Ebay does offer a money-back guarantee in most, though not all, circumstances, but that’s scant comfort when the high-end headphones you ordered turn out to be a pair of tin cans glued together in a back-street garage somewhere.
But there is another category of import which can, if you’re careful, yield a genuine bargain.
The so-called grey market is comprised of genuine products that have bypassed the normal retail channels and made their way to independent dealers – usually, though not exclusively, online.
Cameras, phones, watches and associated accessories are among the small consumer items produced for worldwide consumption, whose distribution channels are controlled by their manufacturers.
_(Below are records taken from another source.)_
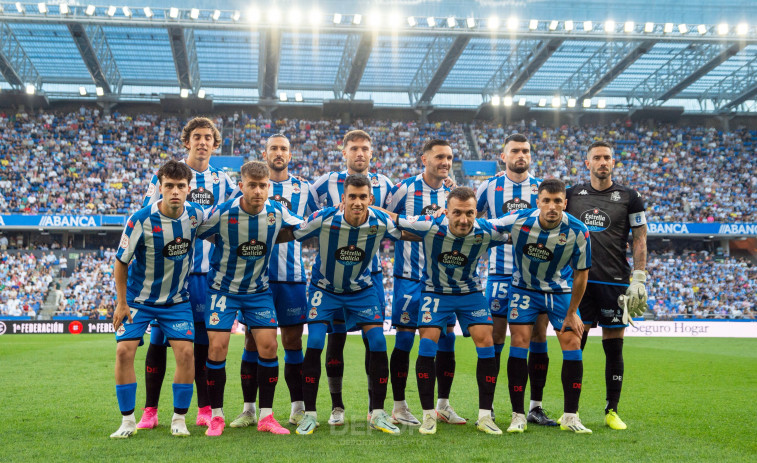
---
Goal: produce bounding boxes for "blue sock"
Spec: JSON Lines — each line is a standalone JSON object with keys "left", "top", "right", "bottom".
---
{"left": 494, "top": 343, "right": 505, "bottom": 354}
{"left": 307, "top": 323, "right": 328, "bottom": 350}
{"left": 509, "top": 346, "right": 528, "bottom": 359}
{"left": 394, "top": 331, "right": 415, "bottom": 352}
{"left": 476, "top": 346, "right": 495, "bottom": 359}
{"left": 242, "top": 349, "right": 258, "bottom": 364}
{"left": 530, "top": 341, "right": 548, "bottom": 354}
{"left": 437, "top": 331, "right": 456, "bottom": 352}
{"left": 284, "top": 349, "right": 304, "bottom": 364}
{"left": 115, "top": 382, "right": 137, "bottom": 415}
{"left": 172, "top": 383, "right": 193, "bottom": 412}
{"left": 562, "top": 349, "right": 582, "bottom": 361}
{"left": 418, "top": 337, "right": 438, "bottom": 358}
{"left": 365, "top": 326, "right": 387, "bottom": 352}
{"left": 259, "top": 357, "right": 279, "bottom": 368}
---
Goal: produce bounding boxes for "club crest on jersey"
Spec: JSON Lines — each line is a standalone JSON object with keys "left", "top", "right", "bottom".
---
{"left": 531, "top": 184, "right": 538, "bottom": 195}
{"left": 368, "top": 225, "right": 378, "bottom": 235}
{"left": 510, "top": 307, "right": 519, "bottom": 320}
{"left": 189, "top": 215, "right": 198, "bottom": 228}
{"left": 211, "top": 172, "right": 220, "bottom": 184}
{"left": 162, "top": 237, "right": 191, "bottom": 260}
{"left": 308, "top": 308, "right": 318, "bottom": 319}
{"left": 189, "top": 187, "right": 214, "bottom": 206}
{"left": 580, "top": 209, "right": 611, "bottom": 232}
{"left": 557, "top": 233, "right": 567, "bottom": 245}
{"left": 611, "top": 191, "right": 621, "bottom": 202}
{"left": 400, "top": 312, "right": 411, "bottom": 324}
{"left": 335, "top": 245, "right": 366, "bottom": 266}
{"left": 267, "top": 212, "right": 276, "bottom": 226}
{"left": 292, "top": 184, "right": 301, "bottom": 194}
{"left": 371, "top": 176, "right": 380, "bottom": 187}
{"left": 503, "top": 198, "right": 530, "bottom": 214}
{"left": 473, "top": 234, "right": 483, "bottom": 245}
{"left": 146, "top": 183, "right": 156, "bottom": 198}
{"left": 422, "top": 312, "right": 433, "bottom": 323}
{"left": 437, "top": 250, "right": 468, "bottom": 268}
{"left": 237, "top": 239, "right": 267, "bottom": 261}
{"left": 270, "top": 194, "right": 293, "bottom": 211}
{"left": 209, "top": 312, "right": 220, "bottom": 326}
{"left": 491, "top": 300, "right": 500, "bottom": 311}
{"left": 523, "top": 243, "right": 554, "bottom": 263}
{"left": 119, "top": 235, "right": 129, "bottom": 249}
Typically, each maintains an agent in the UK which handles the local retail network and underwrites the guarantees.
But it’s not unusual for goods intended for other markets to find their way here; indeed, there is a regular supply. There are even more available offshore, held by agents who will happily ship them directly to you, for substantially less than the standard price. Galaxy S7 Edge mobile phones by Samsung have been offered at £530, a saving of £90, and iPad Pro tablets for £650 instead of £800.
Is this legal? It depends on what exactly you’re buying, but almost certainly it is. If you buy from abroad, it is you, rather than from the manufacturer’s main agent, who becomes the importer, and that’s perfectly in order so long as you pay the necessary duty. Only if you are importing large numbers of a product that the manufacturer actively wants to keep out of the UK are you likely to incur their displeasure.
However, you should check the small print carefully to determine whether VAT is included in the price. If not, you will liable for it on receipt. You may also have to pay a fee for getting the package through customs.
If you buy from a UK specialist in grey items, you can leave the importing to them and buy in pretty much the same way as you would normally. You will probably find the manufacturer’s guarantee in the UK invalid, but several of these unofficial suppliers offer warranties of their own, underwritten by an insurer. Companies like this often deal in cameras and other goods for the knowledgeable, hobbyist market and are highly regarded in their field. All the same, they tend to be warehousing operations, not friendly neighbourhood retailers.
Grey imports are never going to be entirely risk-free. Phones in particular must be suitable for use on UK networks, and any goods should ideally be compatible with batteries and other accessories you might want to pick up later.
But you can take precautions; if you pay with Paypal, you are protected if the goods are not as described, even if the seller is outside the reach of British law. This is particularly helpful if you are sent an out-and-out fake by someone who claimed it to be genuine.
The general rule of thumb is to look for feedback from customers in the UK that strikes you as genuine. If you can’t find any, move quickly on, and keep in mind that if a price looks too good to be true, even by grey standards, it almost certainly is.